Namun Nabi memilih untuk memaafkannya dan lantas menyuruhnya untuk pergi, sampai pada akhirnya Da’sur memeluk agama Islam.
Sikap pemaaf yang dimiliki oleh Nabi Muhammad nyatanya juga ia berikan kepada kaum kafir Quraisy yang telah masuk agama Islam.
Bahkan pada waktu itu, mereka agak takut karena sebelumnya sempat melakukan permusuhan terhadap Nabi.
“Orang Quraisy ini berkata bahwa Saya saksikan engkau sebagai orang yang tidak berperilaku bengis. Engkau adalah Saudara yang terhormat. Lantas Nabi memaafkan mereka sebagaimana Nabi Yusuf memaafkan saudara-saudaranya yang telah berusaha membunuhnya,” jelas Gus Baha.
Gus Baha pun menjelaskan bahwa ada beberapa kisah mengenai keteladanan Nabi dan ulama di zaman dahulu yang bisa jadi pembelajaran bagi umat Islam untuk saling membukakan pintu maaf antar teman, tetangga, dan antar warga Indonesia.
Salah satu kisah lain yang bisa dijadikan pembelajaran dari Nabi Muhammad Saw adalah sikap memberi tanpa pamrih.

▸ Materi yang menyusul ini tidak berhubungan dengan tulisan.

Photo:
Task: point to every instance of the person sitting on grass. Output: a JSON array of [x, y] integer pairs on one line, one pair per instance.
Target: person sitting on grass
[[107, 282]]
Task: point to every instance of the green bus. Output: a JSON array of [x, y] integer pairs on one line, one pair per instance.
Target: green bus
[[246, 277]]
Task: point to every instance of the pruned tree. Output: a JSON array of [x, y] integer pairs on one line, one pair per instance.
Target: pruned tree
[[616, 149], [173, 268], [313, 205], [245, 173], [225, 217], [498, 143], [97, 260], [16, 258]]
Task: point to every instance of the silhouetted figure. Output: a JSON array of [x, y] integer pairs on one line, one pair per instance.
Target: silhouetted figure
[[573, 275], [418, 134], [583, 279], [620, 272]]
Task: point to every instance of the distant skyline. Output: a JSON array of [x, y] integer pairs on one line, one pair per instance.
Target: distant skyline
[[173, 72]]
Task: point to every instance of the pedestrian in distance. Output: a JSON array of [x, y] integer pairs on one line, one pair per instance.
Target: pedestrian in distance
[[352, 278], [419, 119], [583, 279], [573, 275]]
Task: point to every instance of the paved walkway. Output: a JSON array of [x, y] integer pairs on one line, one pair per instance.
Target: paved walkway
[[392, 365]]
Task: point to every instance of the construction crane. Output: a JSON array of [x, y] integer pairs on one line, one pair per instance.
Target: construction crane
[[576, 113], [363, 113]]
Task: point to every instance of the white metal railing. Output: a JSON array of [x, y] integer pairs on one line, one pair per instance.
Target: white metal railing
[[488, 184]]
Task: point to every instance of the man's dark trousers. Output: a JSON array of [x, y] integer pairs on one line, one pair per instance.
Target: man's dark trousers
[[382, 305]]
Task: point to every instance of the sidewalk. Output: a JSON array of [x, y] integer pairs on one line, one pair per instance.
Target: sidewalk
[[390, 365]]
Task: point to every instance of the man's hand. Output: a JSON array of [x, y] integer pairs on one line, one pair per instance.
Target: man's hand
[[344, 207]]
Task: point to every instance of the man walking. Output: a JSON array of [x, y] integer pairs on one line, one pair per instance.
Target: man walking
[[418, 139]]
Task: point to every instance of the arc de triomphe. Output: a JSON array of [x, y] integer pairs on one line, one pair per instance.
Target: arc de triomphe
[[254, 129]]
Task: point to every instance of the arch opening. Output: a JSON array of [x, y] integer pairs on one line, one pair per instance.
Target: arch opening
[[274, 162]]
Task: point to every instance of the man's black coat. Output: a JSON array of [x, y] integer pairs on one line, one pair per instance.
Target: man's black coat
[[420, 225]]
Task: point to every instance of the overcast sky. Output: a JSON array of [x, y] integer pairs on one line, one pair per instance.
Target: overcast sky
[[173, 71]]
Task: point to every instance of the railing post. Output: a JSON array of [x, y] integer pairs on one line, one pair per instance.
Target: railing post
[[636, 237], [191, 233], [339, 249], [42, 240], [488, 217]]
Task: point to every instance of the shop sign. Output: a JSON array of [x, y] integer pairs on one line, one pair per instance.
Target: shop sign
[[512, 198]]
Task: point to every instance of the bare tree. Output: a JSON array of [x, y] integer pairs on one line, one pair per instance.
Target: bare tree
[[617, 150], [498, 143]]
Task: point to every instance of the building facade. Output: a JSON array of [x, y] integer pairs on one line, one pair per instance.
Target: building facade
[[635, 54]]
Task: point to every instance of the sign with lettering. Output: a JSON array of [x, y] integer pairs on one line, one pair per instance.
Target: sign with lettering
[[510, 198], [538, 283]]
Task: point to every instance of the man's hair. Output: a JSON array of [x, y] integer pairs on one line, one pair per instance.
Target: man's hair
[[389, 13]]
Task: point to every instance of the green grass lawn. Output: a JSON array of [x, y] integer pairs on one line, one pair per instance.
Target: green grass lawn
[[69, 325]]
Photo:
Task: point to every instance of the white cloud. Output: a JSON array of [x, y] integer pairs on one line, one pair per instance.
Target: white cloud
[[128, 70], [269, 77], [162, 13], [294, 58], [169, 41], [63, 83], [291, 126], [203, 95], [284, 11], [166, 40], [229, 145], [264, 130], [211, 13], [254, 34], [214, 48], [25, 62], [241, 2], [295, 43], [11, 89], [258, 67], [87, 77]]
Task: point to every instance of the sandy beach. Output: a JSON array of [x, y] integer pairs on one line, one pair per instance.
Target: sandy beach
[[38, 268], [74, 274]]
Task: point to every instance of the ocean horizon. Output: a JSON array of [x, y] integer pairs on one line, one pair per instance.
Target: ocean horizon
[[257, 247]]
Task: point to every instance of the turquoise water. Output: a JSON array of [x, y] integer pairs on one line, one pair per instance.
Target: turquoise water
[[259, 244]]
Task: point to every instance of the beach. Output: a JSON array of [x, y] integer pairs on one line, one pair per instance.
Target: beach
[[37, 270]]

“Suatu saat Nabi pernah diprotes oleh sahabatnya mengapa Nabi bersedekah kepada sahabat yang tidak biasa bersedekah? Menurut mereka ini tidak adil. Inilah cara berpikir Nabi, bahwa seseorang yang bersedekah namun mengharapkan imbalan itu tidak bermental memberi. Padahal mental memberi itu seperti pengorbanan pahlawan negara yang berjuang tanpa pamrih untuk kemerdekaan negara,” terang Gus Baha.
Acara Halal bi halal ini sendiri dihadiri oleh semua perwakilan DWP seluruh Indonesia. Pada kesempatan ini juga Penasihat DWP Kemenag RI, Eny Retno Yaqut dan Ketua DWP Kemenag Ri, Farikhah Nizar Ali memberikan sambutan pada acara ini.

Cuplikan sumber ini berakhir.